Assad reportedly told visitors that the Syrian army has "regained the initiative on the ground to a very high degree and achieved important results" as "armed groups received several hard blows recently," according to Lebanese daily Al Akbhar.
Akbhar's report makes it sound like Assad regime's new tactics — leaving non-significant areas only to bomb them and force the population to live under rebel rule without basic necessities — are going according to plan. Assad reportedly said the regime has "stopped fighters from controlling whole [provinces]" and all of the key strategic points around Damascus have "remained safe, especially the airport road.”
There are also reports that the Syrian Army has launched counteroffensives in the north in Homs and around Hamas as rebels struggle to resist because of a lack of ammunition.

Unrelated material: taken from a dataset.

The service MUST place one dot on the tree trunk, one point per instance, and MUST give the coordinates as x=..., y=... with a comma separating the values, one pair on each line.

Meanwhile rebels in the northeast are clashing with Kurdish rebels — an example of rebel infighting that Assad is increasingly counting on.
The changes on the ground forced French Foreign Minister Laurent Fabius to acknowledge last week that there are no signs that Assad is about to be overthrown, which is a significant backtrack from last month when he said he thought "the end is nearing for Bashar al-Assad."
Meanwhile everyone is talking about how Assad's wife might be pregnant (which the president's office denies).
On the other hand, Russian Prime Minister Dmitri Medvedev recently said Assad's chances of staying in power are "shrinking by the day," and Martin Chulov of The Guardian reported that rebels are now camping out in the hills above Assad's ancestral homeland and sanctuary.
And last week U.S. ambassador to Syria Robert Ford, who told CNN that Assad's mother, Anisa Makhlouf, has fled the country for the United Arab Emirates, adding that members of the regime "little by little, are flaking off ... They themselves know they are losing."
So perhaps Assad remains defiant and a little crazy because he knows, as a Russian diplomat said last month, that he will be killed by his own people or the opposition unless he successfully puts down the revolution.
But maybe his newfound aplomb comes from the fact that rebels appear much less capable of toppling him right now, and the West knows it.